November 24, 2021

In the first webinar of our Research Break series, Andrew Costa, Schlegel Research Chair in Clinical Epidemiology, discussed his study looking at COVID-19’s impact on long-term care residents, staff and visitors. He also explained the current research on the need for 3rd vaccines.

There were many excellent questions that we ran out of time for Andrew to answer them all! Below, you will find Andrew’s answers to those questions and the full recording, including the Q&A period.

On average, how many days after the third dose is the older person once again protected?

The general guidance is that it takes about two weeks for a person’s immune system to build a protective response (https://www.cdc.gov/coronavirus/2019-ncov/vaccines/keythingstoknow.html), but it should be noted that every person is a bit different and older adults may take a bit longer. We generally expect ‘peak’ antibody creation for all residents at about 3-5 weeks post-vaccination, which is the window we will be measuring our participants. It should also be noted that the 3rd dose of the original vaccine was designed for the original (Wuhan) variant. It is less effective with the circulating Delta variant but still offers substantial (but not perfect) protection, especially protection from severe infection.

Was there any analysis of commonalities amongst residents who didn’t respond as well (age, gender, comorbidities?)

The analyses are incomplete. We can say that there are no demographic factors to protection in long-term care (LTC) residents. Work is ongoing.

At what point do you expect to have data to help us understand the efficacy of third doses in people over the age of 65?

The best evidence is trial evidence, which we likely will not have outside of the trials we have that showed the efficacy and safety of the currently approved vaccines. The next best is evidence where we compare those with and without the 3rd dose, but that evidence is hard to get since the decision to offer a 3rd dose is often at the population level (everyone vs. no one) so there isn’t much to compare. Congregate living older adults that have been recommended for a 3rd dose based on good evidence that 1) 2 doses were not enough for some (a small but important number) to have an immune response at strong as other groups, 2) that their immunity wanes over time more than other groups, and 3) that they are more likely to be exposed to the virus. Since the vast majority of residents will consent to a 3rd dose based on these facts, we won’t be able to compare COVID-19 rates to those who don’t consent very effectively. Personally, I wouldn’t want me or a loved one to be left without the 3rd dose so that we can examine the benefit more accurately; that has been deemed unethical given the strong evidence for the vaccines in LTC and older adults. What we will be able to measure is their immune response to the 3rd dose, and how that immune response correlates with COVID-19 infections rates and outcomes. We will also be able to compare ourselves to other jurisdictions that don’t have the 3rd dose for LTC residents, but these jurisdictions are rare and any comparison can be fraught with error.

Based on what you have seen in the younger people and their relatively high antibody development, do you foresee a need for people under the age of 65 to be given a third dose?

Antibody development and other immune markers are being studied in many groups. When there is concern, those data are reviewed at many levels to make a consensus decision on the need for a 3rd dose. These recommendations have been made for certain groups on an ongoing basis. My own view based on the data I have seen (which I do not warrant as perfect) and the consensus of many groups, is that the data we have do not support the need for a 3rd dose on a broad scale yet.

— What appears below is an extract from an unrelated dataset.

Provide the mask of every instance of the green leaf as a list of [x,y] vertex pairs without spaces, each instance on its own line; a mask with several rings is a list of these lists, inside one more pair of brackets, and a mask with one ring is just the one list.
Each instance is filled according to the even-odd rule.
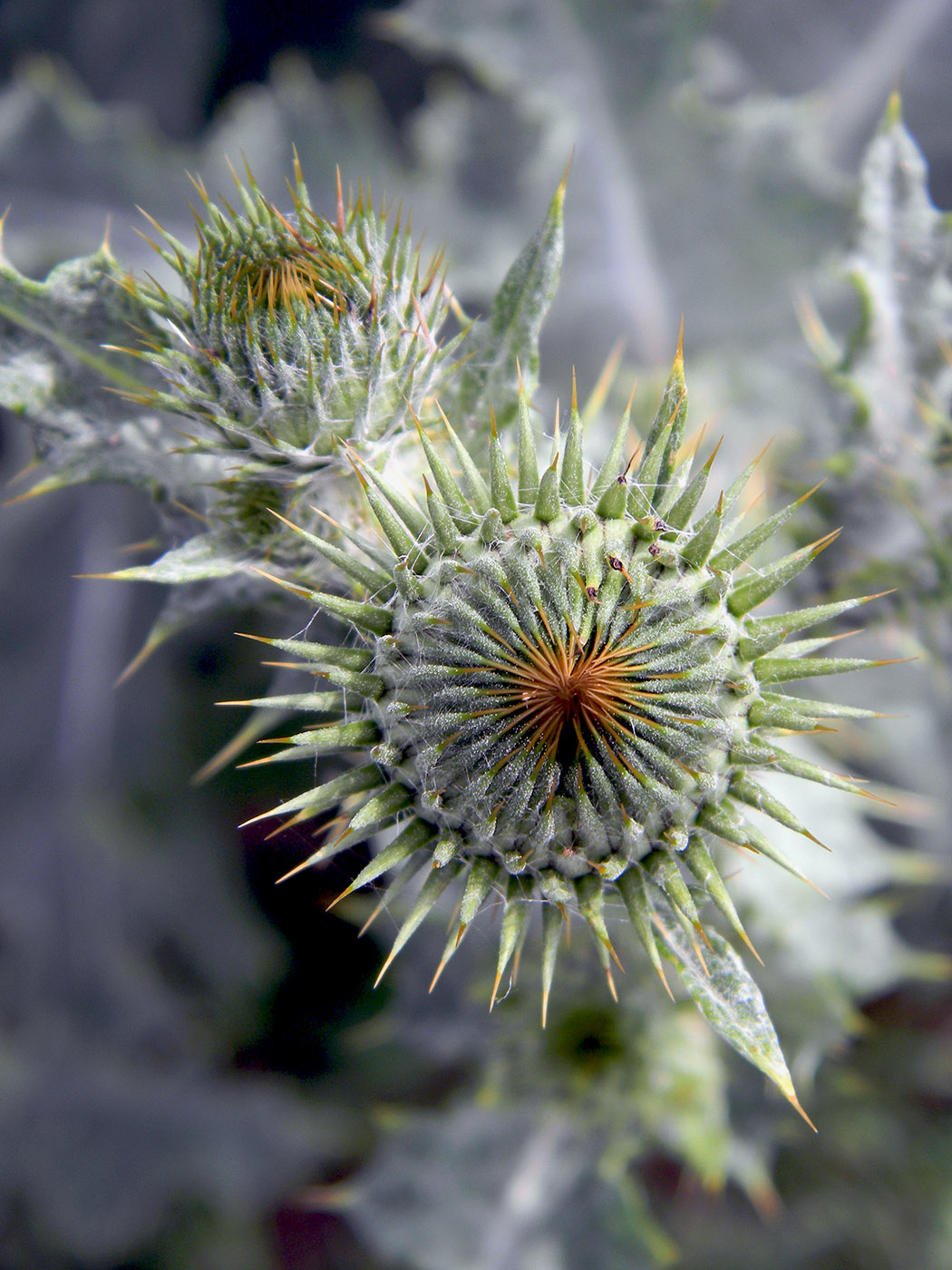
[[[707,931],[703,964],[674,918],[655,918],[659,951],[678,972],[692,1001],[729,1045],[768,1076],[807,1124],[760,989],[725,939]],[[812,1125],[811,1125],[812,1126]]]
[[463,343],[468,362],[457,391],[451,389],[451,394],[444,394],[444,401],[453,401],[454,409],[475,419],[480,427],[489,423],[490,405],[500,428],[515,419],[519,404],[517,362],[527,396],[532,396],[538,382],[539,331],[562,267],[564,202],[565,178],[550,203],[542,227],[526,244],[503,279],[489,323],[473,326]]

This could change over time as new data continues to come in – scientists continue to study this. That breakthrough infections happen is expected, since the original vaccine was designed for the original (Wuhan) variant and is less effective with the circulating Delta variant. In most people (with ‘normal health’) and even older people the data and consensus so far show that they remain very much protected from severe infection. This is why it is very very rare in Canada to have someone vaccinated that is hospitalized with COVID-19.

Was the response of T-cells and B-cells taken into account?

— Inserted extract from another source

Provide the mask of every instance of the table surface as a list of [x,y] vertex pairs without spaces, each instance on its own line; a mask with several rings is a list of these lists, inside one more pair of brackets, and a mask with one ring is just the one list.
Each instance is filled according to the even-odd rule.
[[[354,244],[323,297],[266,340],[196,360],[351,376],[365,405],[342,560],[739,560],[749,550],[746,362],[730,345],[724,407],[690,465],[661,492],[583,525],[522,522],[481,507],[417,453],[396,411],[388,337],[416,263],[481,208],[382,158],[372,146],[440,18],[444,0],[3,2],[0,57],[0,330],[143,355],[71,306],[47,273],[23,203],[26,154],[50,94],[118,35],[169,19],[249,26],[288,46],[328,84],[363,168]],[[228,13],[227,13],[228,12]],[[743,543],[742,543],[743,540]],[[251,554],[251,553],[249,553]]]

We are looking at this now. The cellular immune response is different for frail older people than younger people, and we don’t yet know how much it comes into play.

Do you have any data available yet on antibody response while considering resident-level characteristics such as gender or nutritional status?

The analyses are incomplete. We can say that there are no demographic factors on protection in LTC residents. Work is ongoing.